Define $C,P,T$ symmetry transformation in even dimensional $d$ spacetime on a relativistic Weyl fermion theory According to https://physics.stackexchange.com/a/488388/42982 we can define $C,P,T$ discrete symmetry transformation in even dimensional spacetime.
How could we write $C,P,T$ symmetry transformation in even dimensional $d$ spacetime on a relativistic Weyl fermion? Say $d=2,4,6,8,10?$ (We consider Weyl instead of Dirac fermion because Weyl fermion is a more basic building block. Two Weyl fermions can give one Dirc fermion.)
p.s. In odd dimensional spacetime, we can define $C$, Reflection, $T$ discrete symmetry transformations. But let us focus on even dimensional spacetime here.
 A: Time reversal $T$ and parity $P$ are the two generators of the $\mathbb{Z}_2\times \mathbb{Z}_2$ in the short exact sequence $\mathbb{Z}_2\times \mathbb{Z}_2\to\mathrm{O}(p,q) \to \mathrm{SO}^+(p,q)$, i.e. they are precisely the "part" of the full orthogonal group $\mathrm{O}$ that we lose when we pass to the Lie algebra $\mathfrak{so}$/connected component of the identity $\mathrm{SO}^+$ (the "proper orthochronous transformations"). Writing down the discrete $C,P,T$ symmetries for fermions tends to be very annoying because we obtain the Dirac representation via the Clifford algebra $\mathrm{Cl}_\mathbb{C}(p,q)$, but the representation of the Pin groups (covers of the $\mathrm{O}(p,q)$ groups like the spin group for the $\mathrm{SO}(p,q)$) depends on the sign convention because unfortunately $\mathrm{Pin}(p,q)$ is not identical to $\mathrm{Pin}(q,p)$.
The Weyl spinors are projective representations of $\mathrm{SO}^+$, but not of $\mathrm{O}$: The Dirac representation of the Clifford algebra is not reducible to the Weyl representations as a representation of $\mathrm{O}$ - the action of parity on a Dirac term is precisely to "exchange" its Weyl spinor components with each other, see e.g. this answer by Nephente, so the Weyl representations are not invariant subspace with respect to parity.

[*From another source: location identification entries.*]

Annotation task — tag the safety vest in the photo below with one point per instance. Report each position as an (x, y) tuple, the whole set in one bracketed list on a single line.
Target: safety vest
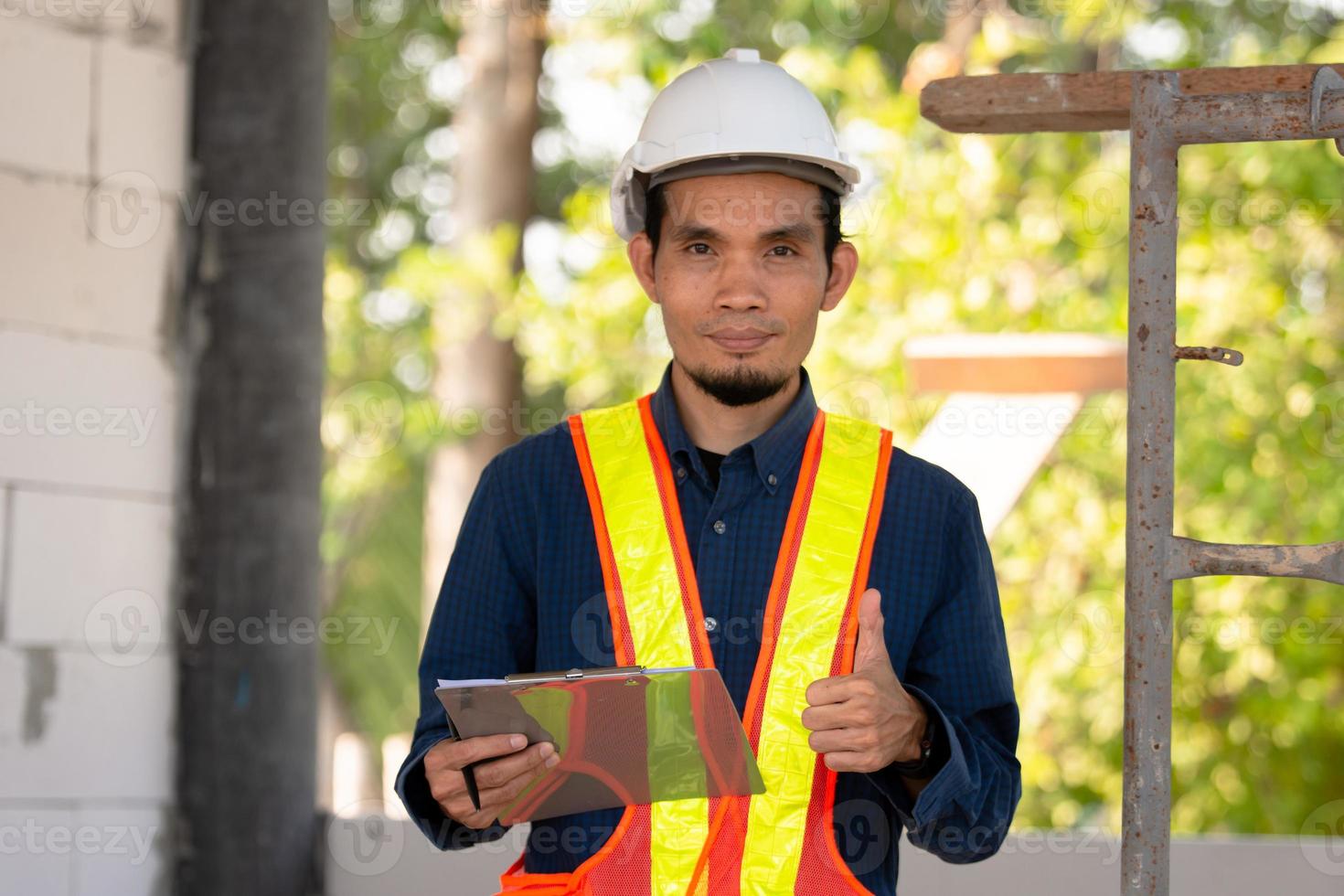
[(780, 841)]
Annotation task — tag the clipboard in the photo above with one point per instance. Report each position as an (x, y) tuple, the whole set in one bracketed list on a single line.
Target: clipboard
[(625, 735)]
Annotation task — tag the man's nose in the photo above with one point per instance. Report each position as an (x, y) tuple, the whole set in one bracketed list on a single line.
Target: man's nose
[(740, 285)]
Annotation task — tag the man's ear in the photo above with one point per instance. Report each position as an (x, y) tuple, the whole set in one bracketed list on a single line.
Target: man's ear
[(640, 251), (844, 265)]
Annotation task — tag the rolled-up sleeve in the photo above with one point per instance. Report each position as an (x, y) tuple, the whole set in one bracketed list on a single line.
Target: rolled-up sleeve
[(958, 667), (483, 626)]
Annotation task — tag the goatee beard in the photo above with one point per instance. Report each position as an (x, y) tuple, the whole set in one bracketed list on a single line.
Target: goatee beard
[(738, 387)]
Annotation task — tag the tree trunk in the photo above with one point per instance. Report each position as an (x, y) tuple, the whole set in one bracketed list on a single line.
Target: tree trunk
[(502, 48), (254, 357)]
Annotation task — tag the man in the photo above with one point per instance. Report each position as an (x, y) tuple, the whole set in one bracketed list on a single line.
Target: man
[(843, 587)]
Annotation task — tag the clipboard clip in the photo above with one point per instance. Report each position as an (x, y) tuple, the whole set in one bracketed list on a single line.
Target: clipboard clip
[(574, 675)]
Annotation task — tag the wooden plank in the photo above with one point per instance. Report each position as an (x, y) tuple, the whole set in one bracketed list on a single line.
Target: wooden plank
[(1017, 363), (1083, 101)]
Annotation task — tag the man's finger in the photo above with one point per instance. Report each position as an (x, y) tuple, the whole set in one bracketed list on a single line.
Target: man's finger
[(839, 688), (841, 741), (871, 647), (847, 761), (824, 718), (495, 773), (496, 798), (464, 752)]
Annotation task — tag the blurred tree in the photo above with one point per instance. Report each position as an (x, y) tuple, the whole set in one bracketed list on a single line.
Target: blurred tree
[(955, 232)]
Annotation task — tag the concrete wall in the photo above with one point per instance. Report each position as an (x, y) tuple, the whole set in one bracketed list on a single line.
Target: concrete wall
[(372, 856), (93, 154)]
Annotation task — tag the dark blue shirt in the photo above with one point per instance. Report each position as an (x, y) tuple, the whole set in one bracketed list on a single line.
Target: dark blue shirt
[(523, 592)]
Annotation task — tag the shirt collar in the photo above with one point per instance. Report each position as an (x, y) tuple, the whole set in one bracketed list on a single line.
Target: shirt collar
[(773, 452)]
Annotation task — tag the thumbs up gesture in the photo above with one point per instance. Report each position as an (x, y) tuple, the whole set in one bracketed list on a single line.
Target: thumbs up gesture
[(864, 720)]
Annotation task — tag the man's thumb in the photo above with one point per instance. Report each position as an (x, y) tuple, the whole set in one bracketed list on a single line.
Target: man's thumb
[(872, 641)]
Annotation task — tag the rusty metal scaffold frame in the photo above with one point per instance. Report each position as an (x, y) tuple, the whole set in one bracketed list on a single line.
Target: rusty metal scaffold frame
[(1230, 105)]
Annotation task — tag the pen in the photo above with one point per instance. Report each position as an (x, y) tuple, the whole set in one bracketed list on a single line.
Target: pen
[(468, 770)]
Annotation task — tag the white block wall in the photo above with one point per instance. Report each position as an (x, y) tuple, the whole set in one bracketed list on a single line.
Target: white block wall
[(93, 160)]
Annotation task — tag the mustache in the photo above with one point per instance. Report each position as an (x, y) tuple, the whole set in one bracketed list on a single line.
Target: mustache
[(765, 325)]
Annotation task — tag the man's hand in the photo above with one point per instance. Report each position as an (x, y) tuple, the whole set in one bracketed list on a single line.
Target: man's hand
[(864, 720), (508, 772)]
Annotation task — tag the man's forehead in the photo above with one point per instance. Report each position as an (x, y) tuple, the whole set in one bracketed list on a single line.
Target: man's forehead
[(742, 202)]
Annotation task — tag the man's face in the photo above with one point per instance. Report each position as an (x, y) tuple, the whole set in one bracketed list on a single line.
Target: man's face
[(741, 275)]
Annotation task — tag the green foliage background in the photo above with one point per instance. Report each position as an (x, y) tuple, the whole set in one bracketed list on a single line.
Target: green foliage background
[(955, 234)]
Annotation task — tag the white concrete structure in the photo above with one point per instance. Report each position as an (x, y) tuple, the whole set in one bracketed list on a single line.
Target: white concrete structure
[(374, 856), (93, 156)]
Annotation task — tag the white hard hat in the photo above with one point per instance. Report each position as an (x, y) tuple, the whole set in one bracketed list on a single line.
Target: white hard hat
[(730, 114)]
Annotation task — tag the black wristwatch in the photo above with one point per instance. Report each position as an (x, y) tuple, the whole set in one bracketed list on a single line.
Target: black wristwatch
[(929, 759)]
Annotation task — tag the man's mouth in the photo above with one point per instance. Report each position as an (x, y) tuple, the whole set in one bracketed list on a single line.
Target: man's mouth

A way to figure out what the correct representation of time reversal on spinors is is outlined in this answer of mine. Both charge conjugation and parity in arbitrary dimension are discussed at length in "Gamma matrices, Majorana fermions, and discrete symmetries in Minkowski and Euclidean signature" by Mike Stone.